Justin Drake

The smallest NIST standardized post-quantum signature is Falcon, which is 666 bytes, more than 10 times larger.

And so if you were to naively swap out ECDSA for something that is post-quantum secure without increasing the block size, your throughput is going to go down roughly 10x.

So your TPS on Bitcoin will go from 3 to 0.3, which in my opinion is a non-starter.

And so...

What we're building for Ethereum is this fancy post-quantum signature aggregation technology so that you don't put the raw signatures, even if they're large on-chain, you only put this aggregation proof.

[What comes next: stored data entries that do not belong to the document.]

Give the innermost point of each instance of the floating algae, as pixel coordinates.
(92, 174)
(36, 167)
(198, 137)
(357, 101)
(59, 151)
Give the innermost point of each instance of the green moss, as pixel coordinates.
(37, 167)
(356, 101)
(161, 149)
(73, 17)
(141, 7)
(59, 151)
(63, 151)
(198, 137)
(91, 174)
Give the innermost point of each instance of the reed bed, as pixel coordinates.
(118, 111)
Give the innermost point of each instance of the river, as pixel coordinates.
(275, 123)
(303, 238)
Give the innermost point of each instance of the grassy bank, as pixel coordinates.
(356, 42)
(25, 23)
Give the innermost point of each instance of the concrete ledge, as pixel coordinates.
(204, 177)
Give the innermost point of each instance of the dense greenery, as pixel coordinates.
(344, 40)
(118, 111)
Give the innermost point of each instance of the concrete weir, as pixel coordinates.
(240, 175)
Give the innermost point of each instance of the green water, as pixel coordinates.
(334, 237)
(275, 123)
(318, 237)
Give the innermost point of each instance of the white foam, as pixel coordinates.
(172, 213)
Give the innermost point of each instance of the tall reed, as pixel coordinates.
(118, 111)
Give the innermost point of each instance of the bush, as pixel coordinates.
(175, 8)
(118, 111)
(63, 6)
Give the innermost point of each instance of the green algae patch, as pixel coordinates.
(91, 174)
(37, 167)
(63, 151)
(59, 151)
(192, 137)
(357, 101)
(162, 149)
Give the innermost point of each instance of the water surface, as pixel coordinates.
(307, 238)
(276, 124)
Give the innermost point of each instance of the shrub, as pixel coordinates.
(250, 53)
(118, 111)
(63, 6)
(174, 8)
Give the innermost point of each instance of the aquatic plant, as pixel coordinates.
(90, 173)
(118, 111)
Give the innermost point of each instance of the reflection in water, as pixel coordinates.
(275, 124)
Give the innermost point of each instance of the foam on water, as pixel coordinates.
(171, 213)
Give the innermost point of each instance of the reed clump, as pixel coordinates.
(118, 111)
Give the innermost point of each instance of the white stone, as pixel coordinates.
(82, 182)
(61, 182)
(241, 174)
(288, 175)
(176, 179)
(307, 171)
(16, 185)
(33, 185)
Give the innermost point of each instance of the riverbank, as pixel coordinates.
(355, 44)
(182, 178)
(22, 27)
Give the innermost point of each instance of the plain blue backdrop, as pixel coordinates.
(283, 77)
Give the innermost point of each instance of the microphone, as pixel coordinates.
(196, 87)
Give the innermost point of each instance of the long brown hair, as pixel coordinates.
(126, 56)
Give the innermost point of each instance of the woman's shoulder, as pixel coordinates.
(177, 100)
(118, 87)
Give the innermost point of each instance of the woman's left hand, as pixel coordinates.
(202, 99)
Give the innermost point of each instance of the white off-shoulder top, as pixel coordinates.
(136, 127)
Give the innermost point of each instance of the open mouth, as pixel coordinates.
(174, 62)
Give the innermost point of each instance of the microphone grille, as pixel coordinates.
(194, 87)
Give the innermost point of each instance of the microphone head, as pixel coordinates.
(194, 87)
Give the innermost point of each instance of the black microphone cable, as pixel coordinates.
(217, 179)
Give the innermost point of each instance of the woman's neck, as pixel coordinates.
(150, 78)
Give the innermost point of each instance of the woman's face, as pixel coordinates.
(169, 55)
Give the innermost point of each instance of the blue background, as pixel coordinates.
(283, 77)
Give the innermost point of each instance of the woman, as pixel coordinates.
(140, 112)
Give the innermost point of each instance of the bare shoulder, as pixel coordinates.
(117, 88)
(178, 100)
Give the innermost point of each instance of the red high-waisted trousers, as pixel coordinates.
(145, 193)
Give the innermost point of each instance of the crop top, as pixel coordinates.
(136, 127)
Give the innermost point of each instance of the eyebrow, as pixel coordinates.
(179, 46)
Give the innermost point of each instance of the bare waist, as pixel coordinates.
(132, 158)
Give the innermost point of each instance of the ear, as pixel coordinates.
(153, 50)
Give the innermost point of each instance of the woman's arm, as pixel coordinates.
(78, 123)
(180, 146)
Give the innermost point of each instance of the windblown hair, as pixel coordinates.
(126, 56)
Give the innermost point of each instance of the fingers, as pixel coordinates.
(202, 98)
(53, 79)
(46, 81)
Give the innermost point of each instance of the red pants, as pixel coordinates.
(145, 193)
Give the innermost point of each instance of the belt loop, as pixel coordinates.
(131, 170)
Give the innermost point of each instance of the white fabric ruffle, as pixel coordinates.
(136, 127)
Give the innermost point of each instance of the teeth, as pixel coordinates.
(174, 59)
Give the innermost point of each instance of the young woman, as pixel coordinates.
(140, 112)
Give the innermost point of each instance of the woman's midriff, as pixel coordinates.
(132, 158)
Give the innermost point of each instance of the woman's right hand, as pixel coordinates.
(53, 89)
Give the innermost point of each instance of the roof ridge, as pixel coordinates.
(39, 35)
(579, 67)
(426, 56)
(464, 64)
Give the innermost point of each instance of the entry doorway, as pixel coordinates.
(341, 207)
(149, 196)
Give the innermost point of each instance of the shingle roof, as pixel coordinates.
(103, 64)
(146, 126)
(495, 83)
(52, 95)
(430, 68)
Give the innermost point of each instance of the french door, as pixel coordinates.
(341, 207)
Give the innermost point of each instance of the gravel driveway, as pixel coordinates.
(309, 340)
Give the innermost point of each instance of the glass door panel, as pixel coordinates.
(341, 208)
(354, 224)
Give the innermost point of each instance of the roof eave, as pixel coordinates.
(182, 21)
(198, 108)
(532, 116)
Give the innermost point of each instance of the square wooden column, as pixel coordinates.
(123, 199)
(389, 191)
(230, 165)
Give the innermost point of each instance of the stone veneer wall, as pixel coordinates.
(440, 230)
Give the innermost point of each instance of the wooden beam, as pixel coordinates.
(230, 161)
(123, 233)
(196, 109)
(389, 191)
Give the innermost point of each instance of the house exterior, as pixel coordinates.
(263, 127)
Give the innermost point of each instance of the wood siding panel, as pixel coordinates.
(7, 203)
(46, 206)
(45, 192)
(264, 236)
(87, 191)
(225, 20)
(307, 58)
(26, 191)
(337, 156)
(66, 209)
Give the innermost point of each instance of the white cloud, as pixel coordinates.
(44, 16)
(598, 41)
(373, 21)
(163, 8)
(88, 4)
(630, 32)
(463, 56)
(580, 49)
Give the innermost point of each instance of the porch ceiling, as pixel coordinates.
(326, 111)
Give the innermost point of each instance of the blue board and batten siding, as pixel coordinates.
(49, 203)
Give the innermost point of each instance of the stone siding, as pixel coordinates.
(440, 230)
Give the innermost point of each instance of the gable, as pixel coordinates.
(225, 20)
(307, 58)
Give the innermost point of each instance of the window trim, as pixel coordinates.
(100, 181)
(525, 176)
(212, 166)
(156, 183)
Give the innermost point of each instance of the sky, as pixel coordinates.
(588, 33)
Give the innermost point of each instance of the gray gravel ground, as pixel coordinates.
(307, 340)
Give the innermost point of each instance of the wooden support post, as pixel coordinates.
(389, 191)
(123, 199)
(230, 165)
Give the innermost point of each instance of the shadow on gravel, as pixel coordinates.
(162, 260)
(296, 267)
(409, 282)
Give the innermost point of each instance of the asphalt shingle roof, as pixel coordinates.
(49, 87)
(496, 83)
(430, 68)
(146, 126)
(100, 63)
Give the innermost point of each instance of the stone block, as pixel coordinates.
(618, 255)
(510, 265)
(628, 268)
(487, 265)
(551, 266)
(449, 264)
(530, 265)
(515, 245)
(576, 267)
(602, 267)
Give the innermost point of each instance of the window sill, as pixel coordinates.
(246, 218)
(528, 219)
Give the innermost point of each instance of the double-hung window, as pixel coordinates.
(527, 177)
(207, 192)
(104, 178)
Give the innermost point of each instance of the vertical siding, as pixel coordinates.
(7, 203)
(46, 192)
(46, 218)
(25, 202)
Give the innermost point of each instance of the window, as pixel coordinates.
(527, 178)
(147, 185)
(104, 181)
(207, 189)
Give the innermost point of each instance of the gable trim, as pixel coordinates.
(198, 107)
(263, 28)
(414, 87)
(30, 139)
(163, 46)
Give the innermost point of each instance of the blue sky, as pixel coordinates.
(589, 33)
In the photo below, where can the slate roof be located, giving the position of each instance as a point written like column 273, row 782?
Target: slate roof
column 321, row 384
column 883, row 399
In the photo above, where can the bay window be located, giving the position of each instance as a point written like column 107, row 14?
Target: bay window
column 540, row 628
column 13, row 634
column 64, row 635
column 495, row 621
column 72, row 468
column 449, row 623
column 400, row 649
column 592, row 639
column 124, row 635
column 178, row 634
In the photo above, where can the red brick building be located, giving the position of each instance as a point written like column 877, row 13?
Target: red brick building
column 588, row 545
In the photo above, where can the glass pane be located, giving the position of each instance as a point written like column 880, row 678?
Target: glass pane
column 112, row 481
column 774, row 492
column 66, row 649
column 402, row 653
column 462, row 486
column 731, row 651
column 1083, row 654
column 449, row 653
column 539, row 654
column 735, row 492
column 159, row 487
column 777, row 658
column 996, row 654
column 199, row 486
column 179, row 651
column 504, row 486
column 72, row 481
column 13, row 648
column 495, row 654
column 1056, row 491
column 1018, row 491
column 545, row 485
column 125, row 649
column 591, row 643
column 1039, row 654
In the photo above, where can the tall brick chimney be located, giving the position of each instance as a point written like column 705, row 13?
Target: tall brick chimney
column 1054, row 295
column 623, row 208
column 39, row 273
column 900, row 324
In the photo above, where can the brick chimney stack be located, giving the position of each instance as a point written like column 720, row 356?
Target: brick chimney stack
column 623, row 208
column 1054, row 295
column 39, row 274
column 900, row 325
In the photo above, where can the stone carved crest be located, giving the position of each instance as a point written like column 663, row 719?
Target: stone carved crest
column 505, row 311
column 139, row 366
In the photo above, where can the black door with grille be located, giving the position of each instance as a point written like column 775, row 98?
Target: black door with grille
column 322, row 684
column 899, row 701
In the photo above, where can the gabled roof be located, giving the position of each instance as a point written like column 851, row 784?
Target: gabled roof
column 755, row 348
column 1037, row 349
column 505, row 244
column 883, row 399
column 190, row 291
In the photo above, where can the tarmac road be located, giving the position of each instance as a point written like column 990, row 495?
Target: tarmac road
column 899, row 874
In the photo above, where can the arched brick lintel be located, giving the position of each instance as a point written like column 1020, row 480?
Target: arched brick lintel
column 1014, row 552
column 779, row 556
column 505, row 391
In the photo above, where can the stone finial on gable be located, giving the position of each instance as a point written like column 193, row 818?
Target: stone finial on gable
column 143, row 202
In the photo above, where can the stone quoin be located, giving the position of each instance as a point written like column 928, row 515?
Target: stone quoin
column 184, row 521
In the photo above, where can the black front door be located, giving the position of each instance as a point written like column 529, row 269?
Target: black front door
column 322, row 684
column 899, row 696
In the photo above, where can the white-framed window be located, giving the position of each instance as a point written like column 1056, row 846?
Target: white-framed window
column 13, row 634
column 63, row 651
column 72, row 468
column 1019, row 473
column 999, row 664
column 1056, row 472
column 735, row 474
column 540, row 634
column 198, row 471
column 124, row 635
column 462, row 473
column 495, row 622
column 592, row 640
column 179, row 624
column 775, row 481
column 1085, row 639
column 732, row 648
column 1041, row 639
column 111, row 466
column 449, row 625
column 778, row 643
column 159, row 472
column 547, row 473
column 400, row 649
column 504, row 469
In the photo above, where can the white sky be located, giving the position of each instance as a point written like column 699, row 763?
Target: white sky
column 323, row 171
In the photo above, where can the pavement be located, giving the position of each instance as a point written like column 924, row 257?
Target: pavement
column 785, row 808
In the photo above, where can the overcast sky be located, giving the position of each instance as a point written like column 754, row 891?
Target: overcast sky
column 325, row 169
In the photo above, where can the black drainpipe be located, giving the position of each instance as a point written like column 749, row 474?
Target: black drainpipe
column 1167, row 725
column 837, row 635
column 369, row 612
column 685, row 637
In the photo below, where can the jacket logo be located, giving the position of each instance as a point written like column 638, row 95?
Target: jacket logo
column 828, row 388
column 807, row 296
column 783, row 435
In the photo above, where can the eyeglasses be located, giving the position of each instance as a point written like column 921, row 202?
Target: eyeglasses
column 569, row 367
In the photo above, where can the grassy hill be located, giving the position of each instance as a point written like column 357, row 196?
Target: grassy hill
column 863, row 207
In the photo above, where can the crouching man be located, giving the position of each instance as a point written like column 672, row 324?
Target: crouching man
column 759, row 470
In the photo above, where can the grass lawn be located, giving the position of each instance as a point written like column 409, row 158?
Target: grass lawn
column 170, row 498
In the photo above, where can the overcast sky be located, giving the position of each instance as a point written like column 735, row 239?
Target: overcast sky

And my bet is that Bitcoin is going to adopt the solution that Bitcoin will develop because there's just no other technically sound way forward.

Yes.

Now, unfortunately, you know, if your property writes maxi, this is not completely satisfactory.

No.

And the reason is that there are some subsets of the frozen addresses for which there is no known seed phrase.

So, for example, the seed phrase standard only came several years after Genesis.

So all of the earlier, all the Satoshi addresses, for example, won't have a corresponding seed phrase.

And there's some wallets, for example, MPC-based wallets, where there is no corresponding seed phrase.

So it's not a perfect solution, but it gets you 80% of the way there.

Yes.

The other thing I wanted to highlight is that a lot of people think that when you steal Bitcoin, the price of BTC, the asset will crash.

And then, you know, the asset that you've stolen will be worthless.

But there actually is a way to basically hedge the price of Bitcoin, which is very easy.

You just go short BTC.

So let's say you know for sure that you've cracked the private key of a wallet that holds, let's say, 100,000 BTC.